Air Force to add unmanned aircraft
2 S.D. companies getting big orders

By Otto Kreisher
COPLEY NEWS SERVICE

WASHINGTON – Although it is still designated a test vehicle, the Global Hawk unmanned aircraft has flown more combat hours over Iraq than any other airplane and was responsible for spotting more than half of the Iraqi air defense facilities hit by U.S. and coalition forces in the Iraq war, Air Force Lt. Col. Scott Winstead said yesterday.

And Predator unmanned air vehicles used their powerful sensors and guided missiles repeatedly in direct support of U.S. ground forces, including Marines who were locked in the battle for Fallujah, Air Force Maj. Larry Gugianous added. "The Marines at Fallujah loved us," Gugianous said.

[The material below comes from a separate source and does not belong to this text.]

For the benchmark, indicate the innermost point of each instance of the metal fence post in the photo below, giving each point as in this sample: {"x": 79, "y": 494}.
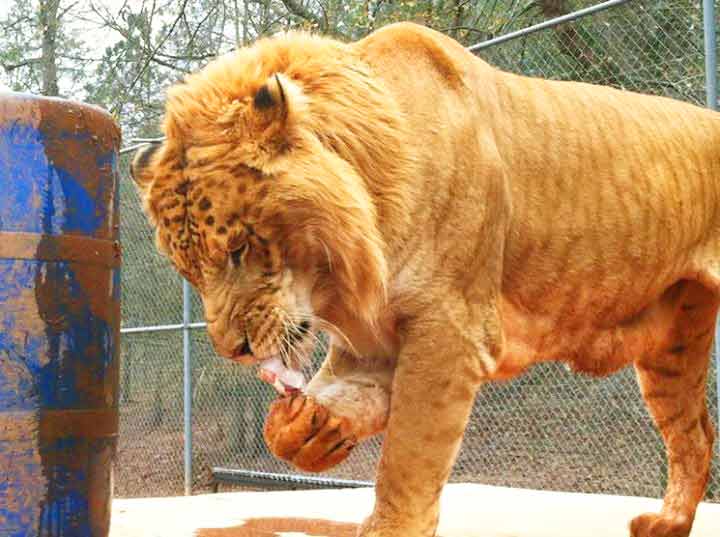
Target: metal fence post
{"x": 187, "y": 388}
{"x": 711, "y": 96}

Because of the major contributions to the operations in Iraq by those UAVs, both developed by San Diego-based firms, the Air Force plans to buy a large number of them and expects other U.S. agencies to buy them for domestic missions such as disaster relief and border security, said Lt. Gen. Donald Hoffman, who is involved with Air Force unmanned aircraft operations.

Hoffman said the Air Force plans to buy 51 Global Hawks, but would like to have more, and intends to buy more than 100 original "A" model Predators and a significant number of the larger, more powerful Predator B.

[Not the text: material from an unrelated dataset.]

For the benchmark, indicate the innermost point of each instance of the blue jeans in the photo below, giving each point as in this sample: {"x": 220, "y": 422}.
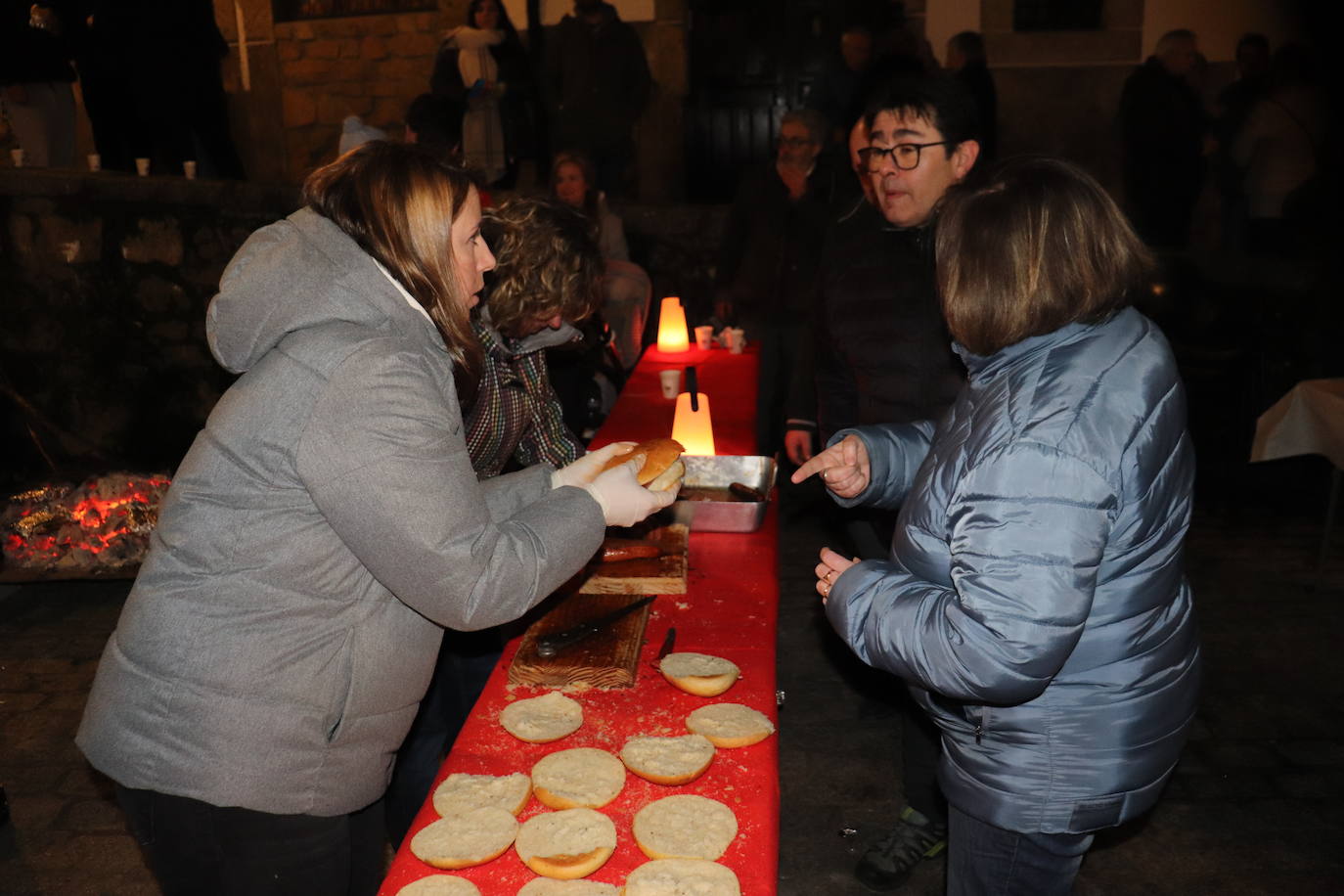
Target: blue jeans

The Global Hawk, including its support systems, costs roughly $50 million a piece. The Predator comes in at about $17 million, including support systems.

Global Hawk is the largest of the U.S. unmanned aircraft and conducts 30-hour reconnaissance missions at 65,000 feet, providing detailed intelligence information with powerful optical or infrared cameras and radar. It is built by Northrop Grumman Unmanned Systems, headquartered in San Diego.

Three test-model Global Hawks have been used in the Iraq-Afghanistan combat zone. Two crashed because of suspected programming errors, but one is on its third tour and has accumulated 4,300 flight hours. Winstead, operations director for the 12th Reconnaissance Wing at Beale Air Force Base, which operates the Global Hawk, described a number of missions in which the high-flying spy plane responded to request from ground troops and supplied imagery of suspected enemy positions in their path.

He said the wing is receiving the first production version Global Hawks and will send two to the Iraq-Afghanistan theater next month, allowing expanded operations. Then the unit will receive aircraft it can use to train more crews, Winstead said.

Gugianous, like Winstead a veteran jet pilot who has shifted to the unmanned aircraft, said there are 27 Predators in the Central Command region, flying missions around the clock. The Predator, built by San Diego-based General Atomics Aeronautical Systems, can carry two Hellfire guided missiles and can attack enemy targets it finds with its sensors, which are similar to those carried by the Global Hawks.

He described missions in which Marines using a mobile control system, called Rover, directed a Predator to attack an enemy position firing on them in Fallujah. He quoted a Marine commander saying: "You saved Marines' lives and killed America's enemies. It doesn't get any better than that."